I downloaded and played Indecision on a whim. The unassuming pixel art and straightforward presentation didn’t prepare me for all of the weird little platforming vignettes inside. It only took a few seconds for me to fall completely in love with it.
Had I read the game’s Steam page I would have had a better idea of what to expect. Bilge Kaan, a game developer in Istanbul who made Indecision in his spare time, describes it as a haiku platformer. “It’s short and vague,” he says. “You won’t feel like you achieve anything.”
The game is broken into individual scenes, most only lasting a minute or less with you taking control of a little pixel avatar standing somewhere on the screen. You can walk left, right, or jump, and that’s it. One of the levels, or haiku to use Kaan’s framing, consisted of an office in a warehouse that was currently on fire. I paced back and forth for a moment with nowhere to go. A platform on the other side of the fire was too far away to reach. Then a prompt appeared on the screen. “You need energy to jump,” it read with an icon below offering me 100 energy in exchange for a dollar. A few moments later the game cut to a new scene. This happened to be one of Indecision’s more straightforward levels.

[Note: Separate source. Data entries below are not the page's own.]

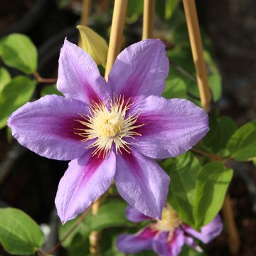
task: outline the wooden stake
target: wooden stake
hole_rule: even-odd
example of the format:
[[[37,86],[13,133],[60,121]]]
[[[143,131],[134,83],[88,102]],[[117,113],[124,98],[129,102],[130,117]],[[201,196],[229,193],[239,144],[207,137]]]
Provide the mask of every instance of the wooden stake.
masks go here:
[[[80,25],[87,26],[89,14],[91,9],[92,0],[82,0],[82,14]]]
[[[206,63],[203,59],[202,40],[200,35],[198,20],[195,0],[183,0],[188,26],[193,59],[196,67],[201,101],[206,112],[210,108],[211,95],[208,82]]]
[[[240,247],[240,240],[238,229],[235,225],[231,199],[229,195],[226,195],[225,196],[223,207],[223,214],[228,232],[228,247],[233,255],[238,255]]]
[[[125,14],[128,0],[115,0],[111,26],[109,50],[107,53],[105,79],[107,81],[109,73],[114,60],[121,50],[122,39],[124,32]]]
[[[154,0],[144,0],[142,40],[153,38]]]

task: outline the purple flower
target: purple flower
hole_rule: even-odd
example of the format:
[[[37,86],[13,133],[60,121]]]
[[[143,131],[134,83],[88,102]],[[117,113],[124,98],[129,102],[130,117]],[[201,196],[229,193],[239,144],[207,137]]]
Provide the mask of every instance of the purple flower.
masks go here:
[[[146,40],[123,50],[107,83],[83,50],[65,40],[58,90],[14,112],[19,143],[50,159],[71,160],[55,198],[64,223],[102,195],[114,178],[120,195],[159,218],[169,176],[152,159],[190,149],[208,130],[208,116],[186,100],[161,97],[169,72],[165,46]]]
[[[128,206],[127,218],[133,222],[148,220],[147,216]],[[177,213],[167,205],[163,210],[161,220],[154,220],[134,235],[120,235],[117,238],[117,248],[124,253],[137,253],[144,250],[153,250],[160,256],[176,256],[186,244],[198,252],[202,249],[194,242],[193,236],[208,243],[220,235],[223,229],[220,217],[217,215],[209,224],[196,231],[182,223]]]

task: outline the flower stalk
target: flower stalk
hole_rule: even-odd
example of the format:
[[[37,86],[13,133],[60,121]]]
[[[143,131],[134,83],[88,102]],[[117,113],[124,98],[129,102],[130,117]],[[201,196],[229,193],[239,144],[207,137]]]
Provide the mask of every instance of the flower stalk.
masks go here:
[[[122,35],[124,27],[125,14],[128,0],[114,1],[113,18],[111,26],[109,50],[105,70],[105,80],[107,81],[109,73],[113,66],[117,55],[121,50]]]
[[[154,37],[154,0],[144,0],[142,40]]]
[[[208,112],[210,110],[211,95],[208,81],[206,63],[203,59],[203,44],[200,34],[195,0],[183,0],[183,3],[191,41],[193,59],[196,67],[196,80],[198,85],[200,98],[203,108]],[[193,151],[195,151],[195,149],[193,149]],[[211,155],[210,156],[213,158],[213,156],[215,156]],[[214,158],[213,159],[217,161],[219,160],[215,159]],[[225,222],[227,223],[229,235],[229,247],[233,255],[237,255],[239,250],[240,241],[233,210],[230,204],[230,198],[228,195],[225,197],[223,212]]]

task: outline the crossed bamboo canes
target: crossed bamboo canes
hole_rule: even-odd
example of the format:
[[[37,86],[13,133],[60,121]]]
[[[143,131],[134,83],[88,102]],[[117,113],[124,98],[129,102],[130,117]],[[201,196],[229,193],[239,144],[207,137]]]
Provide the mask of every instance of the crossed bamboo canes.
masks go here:
[[[124,31],[125,14],[128,0],[115,0],[110,38],[109,50],[105,70],[105,80],[113,66],[114,60],[119,53]],[[183,0],[185,16],[188,26],[193,59],[196,71],[201,102],[206,112],[210,110],[211,94],[208,81],[206,63],[203,59],[202,40],[199,30],[198,20],[194,0]],[[142,39],[154,37],[154,0],[144,0]],[[91,0],[82,0],[81,24],[86,26],[88,21]],[[92,214],[96,215],[101,205],[101,198],[96,201],[92,206]],[[231,252],[236,255],[239,249],[239,237],[234,221],[231,200],[226,196],[223,213],[229,235],[229,247]],[[90,235],[90,252],[94,256],[100,255],[99,239],[100,233],[92,231]]]

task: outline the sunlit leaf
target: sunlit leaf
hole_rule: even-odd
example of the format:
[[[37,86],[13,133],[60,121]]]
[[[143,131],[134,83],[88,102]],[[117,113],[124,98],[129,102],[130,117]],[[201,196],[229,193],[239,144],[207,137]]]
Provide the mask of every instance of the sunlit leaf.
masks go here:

Each level begins with a black screen and an innocent word in the lower left, and the connection to the subject matter is rarely clear. On some there’s the outline of a doorway you discover and can walk through to initiate the next vignette. I think this counts as “beating” it, although I have no idea what that means, whether it unlocks different, alternative levels, a special ending or, as Kaan implies in the description, none of it even matters to begin with.
Haikus elucidate through concision. Their limited but regimented syllables give way to little epiphanies by way of sharp contrasts or punchy reversals between the mundane and the profound. “Hiroshima Day – / I believe there must be bones / Under the paved street” wrote the poet Shigemoto Yasuhiko, a survivor of the first atomic bombing. The subject matter of Kaan’s game isn’t world historical but there’s still something sinister that lurks behind each of the puzzles and visual gags. One particularly short level is just you standing near a floating gold block that looks awfully similar to something from Super Mario Bros. Except instead of smashing open it breaks your head and the character bleeds out on the ground.
Kaan’s claim on Twitter and Reddit is that you can beat the game he took two years to make in about 20 minutes. It was closer to 40 in my case, although even after a second playthrough I still haven’t figured out most of the puzzles.
One lasted an especially long time, with no indication of what the game wanted me to do. Feeling stuck, I hit escape on my laptop to close it out. This revealed a pause screen consisting of your character in white across from a door on a platform surrounding by total darkness. I ran to the right, only to fall off the ledge and have the game automatically close. It has to be one of the most clever, allegorical “Quit Game” screens I’ve ever experienced. It’s also a perfect encapsulation of the game’s unique poetry.